宿に帰って少し休み、夕飯となる。またまた美味しい料理が出てきて食べ過ぎる。何とも有難い。そしてヨックが『Tale of Tea』という本を貸してくれる。この本の著者はオランダ人で、本当に世界中の茶産地、茶の歴史を訪ね歩いており、そのすべてがこの本に詰まっている。日本についてもかなり詳しく書かれている。英語ということもあるが、興味のある所を10ページほど読むと急に眠気が襲ってきて、ぐっすり寝込む。

2月8日(水)ドイプーメン

翌朝は気持ちよく目覚める。やはりチェンマイと比べても空気が良い。すぐに市場へ出掛けるが、あまり店は出ていない。メイン通りに出ると、やはり漢字の表示が見えてくる。ここにも華人が進出しており、昔の立派な建物が残っている。相変わらず、えらいお坊さんが歩いて来るのを待つ人々が朝から沿道に並んでいる。

朝ご飯は宿でラフ族のお粥を注文。これはタイのジョークとほぼ同じかな。美味しかった。それから店の人にお茶を淹れてもらって飲む。数種類あり、かなり飲みごたえがあった。それから車に乗り込み、山に向かう。すると沿道が大混雑。ついにお坊さんの姿を車の窓から見ることが出来た。まさかこの暑さの中、老僧は元気に、一人ずつ頭を撫でていく。昔善光寺の朝事でされた、あれと同じだった。これには本当に恐れ入った。僧の後ろから沢山の付き人、そして寄付された水などを回収する車が続く。

途中からかなりの山道となる。舗装されておらず、前後に揺さぶられながら登っていく。何とか村に辿り着くと、入口付近は紅ラフと呼ばれる人々の集落。そこを通り過ぎて更に行くと、今回の目的地、黒ラフ集落があった。黒ラフはほぼキリスト教徒だという。村は素朴で、電気も通じていないようだ。

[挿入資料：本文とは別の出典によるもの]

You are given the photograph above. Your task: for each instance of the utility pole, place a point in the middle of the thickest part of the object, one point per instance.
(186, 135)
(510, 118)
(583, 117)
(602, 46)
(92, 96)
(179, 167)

高床の家に入ると、ちょうど囲炉裏で鶏肉や芋などを焼いていた。今日来るフランス人の食事らしい。ヨーロッパ人はこんな生活を好むようで、ホームステイやキャンプに来る人が多いらしい。一方日本人や中国人はこのような原始的な生活には全く興味がない。エコだなんだと言っても、何となく絵空事に見えてしまう。

外ではコーヒー豆が干されていた。その近くには摘まれた茶葉が持ち込まれ、これから機械で細かくされるようだ。更に集落を歩くと古い茶樹が見られ、この付近の茶の歴史はかなり古いと感じられる。その横では摘まれた茶葉が干されている。その向こうにはなんと教会が見える。この風景はあまり見たことがなく、ここの集落を象徴しているようだ。